Падение короля
Шрифт:
Густав Тролле пал со смертельной раной в сражении при Экснебьерге. Он лежал на земле во весь рост при полном вооружении, закованный в железо с головы до ног, а его смятенный дух не находил покоя, обуреваемый попеременно страданием и чувством искренней радости. Памятуя о том, что рана его смертельна и он не жилец на этом свете, он мысленным взором окинул свое время и дела свои и ощутил обжигающий гнев оттого, что коса его не пощадила; но мятежное волнение так утомило его, что он в смиренном изнеможении благословил предстоящий покой. Его кончина имела смысл, ибо последовательно заключала собой череду бессмыслиц. Он не раскаивался ни в чем, кроме несвершенных дел. Вот он лежит, и все остается по-прежнему, как было вначале, хотя он с тех пор успел состариться. Ради дела он подверг себя одиночеству и в одиночестве кончил жизнь. Она очертила свой круг, и в этом круге не вписано ничего, кроме тщетных упований и утрат. О нем можно было сказать, что ради какой-то —
Его вынесли с поля боя в беспамятстве, и он больше не приходил в сознание. Он лежал в доме, где его сторожили как пленника, и подходившие к епископу люди слышали его хохот. Они видели в его румяном лице с озлобленным ртом личину дьявола. Он ничего не сознавал вокруг, лихорадочный взор его был нечеловечески пытлив и угрожающ. Когда началась агония, люди услышали, что он в бреду потихоньку плачет, точно упрямый ребенок; целый день он проплакал, всхлипывая все реже и реже по мере того, как вместе с уходящей жизнью его покидало упорство. Два дня он боролся со смертью. Однажды с ним случился припадок страха, и он с пеной у рта посылал проклятия призракам, которые, по-видимому, его осаждали. Потом начались судороги, и все тело его вскидывалось, как на стальных пружинах, в промежутках между схватками он лежал в оцепенении и казался сплошным комком твердокаменных узлов. В последнюю ночь наступило облегчение, и он разразился громкими стенаниями. Он умер с воплями, дергаясь, как в трясучке.
После сражения при Эскнебьерге{65} сопротивление на Фюне было сломлено.
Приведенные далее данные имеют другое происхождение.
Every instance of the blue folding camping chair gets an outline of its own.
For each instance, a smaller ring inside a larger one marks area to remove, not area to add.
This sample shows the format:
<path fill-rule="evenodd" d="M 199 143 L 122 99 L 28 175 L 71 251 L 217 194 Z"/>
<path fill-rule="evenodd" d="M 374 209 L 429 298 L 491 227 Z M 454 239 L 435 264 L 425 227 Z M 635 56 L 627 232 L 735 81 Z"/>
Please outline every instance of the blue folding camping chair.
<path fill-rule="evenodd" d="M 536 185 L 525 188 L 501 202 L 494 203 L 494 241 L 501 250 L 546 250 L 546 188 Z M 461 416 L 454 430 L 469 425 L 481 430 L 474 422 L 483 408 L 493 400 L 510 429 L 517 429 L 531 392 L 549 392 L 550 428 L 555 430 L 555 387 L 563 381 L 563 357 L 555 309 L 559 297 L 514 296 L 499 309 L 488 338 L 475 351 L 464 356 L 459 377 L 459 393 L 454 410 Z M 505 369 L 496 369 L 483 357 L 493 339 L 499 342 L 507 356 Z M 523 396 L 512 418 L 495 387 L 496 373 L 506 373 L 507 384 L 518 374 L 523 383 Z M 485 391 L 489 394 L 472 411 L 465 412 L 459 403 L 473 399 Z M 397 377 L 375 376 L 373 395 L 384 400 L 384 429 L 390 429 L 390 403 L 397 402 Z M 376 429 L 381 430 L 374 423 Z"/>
Одни зеландцы еще поддерживали короля Кристьерна, не жалея ни достояния своего, ни самого живота. Но когда и они были усмирены, вся страна склонилась перед Иоганном Рантцау. Ему пришлось покорять страну по частям, как норовистого коня, который упирается всеми копытами, отказываясь стронуться с места. Те же датчане, которые десять лет тому назад отпали от короля, теперь переменили свое мнение и стояли за него горой: король Кристьерн или смерть! Упорство датчан не уступало их непостоянству. Копенгаген целый год терпел осаду{66}. В последние месяцы копенгагенцы жили в нечеловеческих условиях; сначала они примирились с тем, что им пришлось питаться нечистой пищей живодеров и язычников, и стали есть конину и собачину, уничтожили всех кошек, потом не брезговали уже и тем, чем питаются самые жалкие дикари — ели червяков и употребляли в пищу мышей и ящериц, а под конец стали, как звери, пожирать падаль и гнилые отбросы. Младенцы умирали у материнской груди, как всегда бывает при настоящем голоде. И вот, претерпев все эти неописуемые страдания во имя того только, чтобы сохранить город для короля, когда не осталось таких мук и лишений, которых не испытали бы жители Копенгагена, тогда-то, как бы завершая собой всю цепь бесплодных усилий, произошла сдача города.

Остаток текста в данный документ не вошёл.